It didn’t take more than a day for the government to release a WhatsApp-based bot with the help of chatbot platform Haptik to spread information about corona after Prime Minister Narendra Modi in his message last week extolled the need for social distancing. The bot, called ‘MyGov Corona Helpdesk’, is expected to curb the spread of misinformation, while also giving users information on spread of the virus. “Within a few hours Haptik has reported more requests than they have ever got on their platform,” said Aakrit Vaish, CEO and co-founder, Haptik. While available in English, Haptik is looking at incorporating more languages. But it is not the only service that is running a code-based information service.

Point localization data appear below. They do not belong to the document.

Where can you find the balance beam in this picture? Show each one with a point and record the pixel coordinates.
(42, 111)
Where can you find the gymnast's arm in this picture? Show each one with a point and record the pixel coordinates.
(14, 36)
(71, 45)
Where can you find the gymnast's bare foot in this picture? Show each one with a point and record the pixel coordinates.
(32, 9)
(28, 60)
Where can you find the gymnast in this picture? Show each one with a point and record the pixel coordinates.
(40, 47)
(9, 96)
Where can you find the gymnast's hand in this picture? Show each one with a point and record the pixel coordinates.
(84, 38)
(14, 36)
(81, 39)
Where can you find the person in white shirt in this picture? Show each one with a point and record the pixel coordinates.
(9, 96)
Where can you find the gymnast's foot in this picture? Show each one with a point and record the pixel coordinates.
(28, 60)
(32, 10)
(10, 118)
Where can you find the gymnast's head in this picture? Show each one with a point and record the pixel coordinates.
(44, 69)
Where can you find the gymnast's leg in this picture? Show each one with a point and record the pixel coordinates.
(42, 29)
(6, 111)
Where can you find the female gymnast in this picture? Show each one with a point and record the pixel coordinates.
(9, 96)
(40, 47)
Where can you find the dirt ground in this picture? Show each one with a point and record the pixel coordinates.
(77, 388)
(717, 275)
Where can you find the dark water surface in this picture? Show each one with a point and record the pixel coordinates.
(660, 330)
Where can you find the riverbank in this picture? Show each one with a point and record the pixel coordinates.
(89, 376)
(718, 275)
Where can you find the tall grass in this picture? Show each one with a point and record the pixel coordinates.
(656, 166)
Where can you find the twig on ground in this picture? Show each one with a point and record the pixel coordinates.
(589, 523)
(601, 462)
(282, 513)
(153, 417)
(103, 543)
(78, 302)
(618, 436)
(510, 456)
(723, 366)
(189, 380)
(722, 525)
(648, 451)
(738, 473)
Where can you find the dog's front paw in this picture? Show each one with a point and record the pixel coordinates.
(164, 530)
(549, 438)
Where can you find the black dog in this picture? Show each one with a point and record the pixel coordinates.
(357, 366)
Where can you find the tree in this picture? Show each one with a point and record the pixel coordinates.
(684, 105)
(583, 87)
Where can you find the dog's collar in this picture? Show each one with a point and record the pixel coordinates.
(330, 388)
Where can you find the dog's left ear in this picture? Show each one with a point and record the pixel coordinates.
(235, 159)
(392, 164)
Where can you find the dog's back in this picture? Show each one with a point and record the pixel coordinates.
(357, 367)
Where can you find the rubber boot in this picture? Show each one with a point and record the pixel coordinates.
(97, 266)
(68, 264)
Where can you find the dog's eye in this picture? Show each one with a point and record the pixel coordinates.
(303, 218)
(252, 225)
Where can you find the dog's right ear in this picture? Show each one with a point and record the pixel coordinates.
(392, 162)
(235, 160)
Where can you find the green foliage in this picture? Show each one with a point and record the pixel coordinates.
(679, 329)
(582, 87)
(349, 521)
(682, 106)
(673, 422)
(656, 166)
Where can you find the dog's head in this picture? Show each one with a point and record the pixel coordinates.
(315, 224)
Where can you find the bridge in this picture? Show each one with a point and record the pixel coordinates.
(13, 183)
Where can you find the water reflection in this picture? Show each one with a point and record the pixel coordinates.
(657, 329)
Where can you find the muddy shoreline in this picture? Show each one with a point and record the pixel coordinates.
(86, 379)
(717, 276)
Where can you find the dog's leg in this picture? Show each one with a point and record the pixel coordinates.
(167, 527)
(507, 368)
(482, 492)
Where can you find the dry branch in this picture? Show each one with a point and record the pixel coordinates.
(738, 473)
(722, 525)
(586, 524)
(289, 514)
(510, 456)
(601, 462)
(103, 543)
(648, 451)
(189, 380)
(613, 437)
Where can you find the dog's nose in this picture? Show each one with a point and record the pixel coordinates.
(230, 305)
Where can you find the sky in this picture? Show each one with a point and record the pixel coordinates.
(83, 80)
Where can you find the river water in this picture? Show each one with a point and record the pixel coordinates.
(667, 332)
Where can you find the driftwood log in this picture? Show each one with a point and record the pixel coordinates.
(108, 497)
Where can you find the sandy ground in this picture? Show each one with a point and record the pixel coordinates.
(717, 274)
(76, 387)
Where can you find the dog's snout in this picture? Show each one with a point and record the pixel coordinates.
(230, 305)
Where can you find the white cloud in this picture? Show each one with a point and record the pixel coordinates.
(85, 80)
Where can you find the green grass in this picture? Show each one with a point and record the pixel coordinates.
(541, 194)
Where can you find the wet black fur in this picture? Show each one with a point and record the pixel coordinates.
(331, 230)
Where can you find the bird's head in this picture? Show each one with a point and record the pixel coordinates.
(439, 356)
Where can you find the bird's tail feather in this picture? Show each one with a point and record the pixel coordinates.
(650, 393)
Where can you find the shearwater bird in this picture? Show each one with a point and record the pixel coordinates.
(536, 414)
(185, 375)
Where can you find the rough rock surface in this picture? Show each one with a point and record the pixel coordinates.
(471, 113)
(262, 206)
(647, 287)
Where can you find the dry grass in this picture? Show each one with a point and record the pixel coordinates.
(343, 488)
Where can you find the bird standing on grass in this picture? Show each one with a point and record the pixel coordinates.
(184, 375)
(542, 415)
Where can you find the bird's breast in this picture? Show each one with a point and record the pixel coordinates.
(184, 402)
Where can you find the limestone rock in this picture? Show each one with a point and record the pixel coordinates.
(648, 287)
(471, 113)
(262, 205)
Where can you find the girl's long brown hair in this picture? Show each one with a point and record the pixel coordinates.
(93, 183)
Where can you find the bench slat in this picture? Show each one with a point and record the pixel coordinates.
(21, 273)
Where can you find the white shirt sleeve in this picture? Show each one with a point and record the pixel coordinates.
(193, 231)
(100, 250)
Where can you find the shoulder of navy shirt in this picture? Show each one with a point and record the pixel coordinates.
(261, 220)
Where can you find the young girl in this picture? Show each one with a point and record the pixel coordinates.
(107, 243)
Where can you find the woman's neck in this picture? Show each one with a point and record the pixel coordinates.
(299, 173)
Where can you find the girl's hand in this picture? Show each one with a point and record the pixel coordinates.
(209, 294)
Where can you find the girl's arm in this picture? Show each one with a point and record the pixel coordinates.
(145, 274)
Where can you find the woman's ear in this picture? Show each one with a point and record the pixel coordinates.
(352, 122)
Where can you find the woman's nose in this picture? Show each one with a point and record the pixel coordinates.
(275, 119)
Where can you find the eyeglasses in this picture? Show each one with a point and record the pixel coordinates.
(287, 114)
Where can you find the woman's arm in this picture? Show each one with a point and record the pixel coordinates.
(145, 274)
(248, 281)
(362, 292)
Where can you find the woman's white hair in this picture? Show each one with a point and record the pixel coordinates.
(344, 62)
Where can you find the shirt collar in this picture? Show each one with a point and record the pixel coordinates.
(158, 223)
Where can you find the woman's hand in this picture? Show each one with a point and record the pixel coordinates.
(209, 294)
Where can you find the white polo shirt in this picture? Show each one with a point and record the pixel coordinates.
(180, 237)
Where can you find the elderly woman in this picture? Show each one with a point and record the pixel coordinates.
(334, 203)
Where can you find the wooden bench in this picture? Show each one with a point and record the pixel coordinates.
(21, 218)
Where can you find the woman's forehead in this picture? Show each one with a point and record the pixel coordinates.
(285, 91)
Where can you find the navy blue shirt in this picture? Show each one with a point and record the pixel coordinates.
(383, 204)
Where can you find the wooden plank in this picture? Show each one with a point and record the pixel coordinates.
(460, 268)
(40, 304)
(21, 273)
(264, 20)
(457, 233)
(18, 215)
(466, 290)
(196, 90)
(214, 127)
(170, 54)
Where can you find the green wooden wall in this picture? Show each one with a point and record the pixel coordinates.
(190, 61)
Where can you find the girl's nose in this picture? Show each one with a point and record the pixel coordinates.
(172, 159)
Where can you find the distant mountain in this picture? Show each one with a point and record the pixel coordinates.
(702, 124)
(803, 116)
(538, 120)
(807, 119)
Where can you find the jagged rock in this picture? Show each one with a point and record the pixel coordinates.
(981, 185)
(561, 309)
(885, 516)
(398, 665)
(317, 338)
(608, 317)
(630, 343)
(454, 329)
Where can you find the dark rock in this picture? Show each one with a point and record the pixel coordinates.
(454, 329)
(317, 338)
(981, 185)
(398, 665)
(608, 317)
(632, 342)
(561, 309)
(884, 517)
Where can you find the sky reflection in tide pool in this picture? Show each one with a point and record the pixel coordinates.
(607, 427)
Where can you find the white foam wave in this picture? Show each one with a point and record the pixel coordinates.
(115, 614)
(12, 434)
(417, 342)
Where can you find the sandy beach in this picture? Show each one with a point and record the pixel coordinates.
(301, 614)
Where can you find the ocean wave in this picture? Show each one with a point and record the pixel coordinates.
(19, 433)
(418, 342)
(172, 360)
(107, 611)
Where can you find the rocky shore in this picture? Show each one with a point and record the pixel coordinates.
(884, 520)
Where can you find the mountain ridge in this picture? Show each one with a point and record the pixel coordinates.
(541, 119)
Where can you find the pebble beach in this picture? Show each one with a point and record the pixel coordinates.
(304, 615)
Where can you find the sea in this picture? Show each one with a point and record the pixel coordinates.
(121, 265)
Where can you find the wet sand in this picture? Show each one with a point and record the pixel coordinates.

WHO released a similar initiative a few days ago, where by saving the number and sending a simple Hi or hello message the bot gives you different options to choose from to learn about the virus.
Although some states such as Kerala have been relying on technology to tackle the spread, a number of private sector initiatives have also sprung up in the last two weeks. Portea Medical, along with Verloop and government of Goa, has launched Cobot-19, another chatbot to spread information and awareness. The bot has a similar model as MyGov bot, and it also provides help in Konkani. Moreover, Cobot-19 provides information on isolation wards in Goa and even the number of cases in Goa and India.
Again, Bajaj Allianz has released a ‘Social Trackback’ feature in its Caringly Yours app, where individuals can keep a real-time database of people they have interacted with during the day. The company has said that data shall be private, and only users can share access to data if they wish.
Google has also been sending its “do the five” updates to android users and recently released “do the five” campaign on its search engine.
But Indian apps are still playing catch-up to the likes of what tech companies are doing in Singapore. The country has made headlines with an app called TraceTogether, which allows faster contact tracing. The app, developed with the country’s ministry of health, requires registration based on mobile number and asks its users to keep Bluetooth activated. If anyone is within a two metre distance of a coronavirus infected person for 30 minutes he gets a notification, so that the government can trace more patients more effectively. That, perhaps, has helped the South East Asian country in containing the pandemic much better than many of its counterparts in the region. The UK, which has been one of the worst affected, is trying to get a similar app online, but hasn’t decided whether it wants to use GPS data or Bluetooth.
While India is in lockdown for now, as awareness spreads, one can expect more sophisticated tools to crop up to help tackle this pandemic. Governments across the world have made a good start by enrolling the private sector for help.